『 汲む~Y.Yに 』

 

作:茨木のり子

 

 

 大人になるというのは

 すれっからしになることだと

 思い込んでいた少女の頃

 立ち居振舞の美しい

 発音の正確な

 素敵な女のひとと会いました

 

 そのひとは

 私の背のびを見すかしたように

 なにげない話に言いました

 

 初々しさが大切なの

 人に対しても世の中に対しても

 人を人とも思わなくなったとき

 堕落が始まるのね 堕ちてゆくのを

 隠そうとしても 隠せなくなった人を

 何人も見ました

 

 私はどきんとし

 そして深く悟りました

 

 大人になっても

 どぎまぎしたって いいんだな

 ぎこちない挨拶 醜く赤くなる

 失語症 なめらかでないしぐさ

 子供の悪態にさえ傷ついてしまう

 頼りない生牡蠣のような感受性

 それらを鍛える必要は少しもなかったのだな

 

 老いても咲きたての薔薇 柔らかく

 外にむかってひらかれるのこそ 難しい

 あらゆる仕事

 すべてのいい仕事の核には

 震える弱いアンテナが隠されている きっと

 

 わたくしも

 かつてのあの人と同じくらいの年になりました

 たちかえり

 今もときどきその意味を

 ひっそりと汲むことがあるのです

 

 

 茨木 のり子(1926年 - 2006年)同人誌『櫂』を創刊し、戦後詩を牽引した日本を代表する女性詩人にして童話作家、エッセイスト、脚本家。

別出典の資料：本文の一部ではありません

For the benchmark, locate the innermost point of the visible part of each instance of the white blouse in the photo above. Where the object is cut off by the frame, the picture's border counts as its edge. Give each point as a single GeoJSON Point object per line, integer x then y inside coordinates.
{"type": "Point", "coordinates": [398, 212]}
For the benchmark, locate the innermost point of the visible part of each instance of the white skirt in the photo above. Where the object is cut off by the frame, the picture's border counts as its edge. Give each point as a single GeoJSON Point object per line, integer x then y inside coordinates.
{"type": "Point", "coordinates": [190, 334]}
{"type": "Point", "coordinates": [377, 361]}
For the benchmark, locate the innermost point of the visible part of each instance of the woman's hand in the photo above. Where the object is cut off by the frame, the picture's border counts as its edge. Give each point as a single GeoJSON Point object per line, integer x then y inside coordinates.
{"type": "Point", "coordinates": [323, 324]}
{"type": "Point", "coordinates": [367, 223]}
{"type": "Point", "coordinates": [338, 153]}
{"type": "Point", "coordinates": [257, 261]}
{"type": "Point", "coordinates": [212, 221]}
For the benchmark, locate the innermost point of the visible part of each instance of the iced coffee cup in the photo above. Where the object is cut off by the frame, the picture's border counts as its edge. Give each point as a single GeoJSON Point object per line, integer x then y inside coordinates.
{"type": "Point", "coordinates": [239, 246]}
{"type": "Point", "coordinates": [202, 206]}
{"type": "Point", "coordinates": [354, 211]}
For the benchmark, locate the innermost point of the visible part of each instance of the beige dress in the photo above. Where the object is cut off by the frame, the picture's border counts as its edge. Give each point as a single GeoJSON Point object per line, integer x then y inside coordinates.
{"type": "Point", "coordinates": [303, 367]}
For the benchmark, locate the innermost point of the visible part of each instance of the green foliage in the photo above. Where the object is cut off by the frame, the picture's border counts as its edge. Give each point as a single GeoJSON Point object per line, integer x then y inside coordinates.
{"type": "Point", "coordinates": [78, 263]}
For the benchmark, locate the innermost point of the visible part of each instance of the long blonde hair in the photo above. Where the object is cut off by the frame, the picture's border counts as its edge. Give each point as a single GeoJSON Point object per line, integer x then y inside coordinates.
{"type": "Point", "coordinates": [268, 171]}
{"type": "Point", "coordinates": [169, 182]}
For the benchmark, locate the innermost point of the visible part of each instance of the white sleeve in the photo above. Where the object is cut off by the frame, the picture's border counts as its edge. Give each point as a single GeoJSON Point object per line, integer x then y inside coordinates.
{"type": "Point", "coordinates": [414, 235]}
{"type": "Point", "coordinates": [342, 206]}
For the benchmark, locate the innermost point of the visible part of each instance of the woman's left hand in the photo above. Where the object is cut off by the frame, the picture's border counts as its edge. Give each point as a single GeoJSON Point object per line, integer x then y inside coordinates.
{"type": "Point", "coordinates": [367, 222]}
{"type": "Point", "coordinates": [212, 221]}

戦中・戦後の社会を感情的側面から清新的に描いた叙情詩を多数創作した。

主な詩集に『鎮魂歌』『自分の感受性くらい』『見えない配達夫』などがある。

 

 

 

香薬のあじわい

 

 

 20代の頃、

 場慣れしている人や、そつなくこなす人が、

 大人に見えて羨ましかった。

 

 どうして、あなどられるのだろう。

 どうして、心が顔に出てしまうんだろう

 

 ...と、悩んだ頃に出会った詩です。

 

 心惹かれるもの、

 夢中になれるものは、

 

 まず、

 自分の“震える弱いアンテナ”に

 受信される。

 

 むき出しにしていれば、

 傷つくし、折れてしまう。

 

 取り繕うこともできずに、

 どぎまぎする姿を、

 滑稽だと笑う人がいる。

 

 自信がなさそうだと

 バカにされたこともある。

 

 でも、

 今となってわかるのは、そのアンテナが

 “いい仕事”を生む源だ ということ。

 

 どんな時代でも、

 何歳になっても、

 

 “年老いても咲きたての薔薇”

 のように自分で磨き、

 

 感性を高めながらも、

 絶対に守らなくてはいけない。

 

 勇気と自信を与えてくれた詩です、

 

 ハード(外見)が、新機種だと

 誇らしげに語っていても、

 

 ソフト(中身)の容量が少なかったり、

 低機能、低耐久性ってことはないだろうか。

 

 アンチエージングを勘違いして、

 「心の成長を放棄する」ことが、

 若さを保つことだと思ってはいないだろうか。

 

 そんな確認を、

 私も“たちかえり、今もときどきその意味を

 ひっそりと汲む”ようにしています。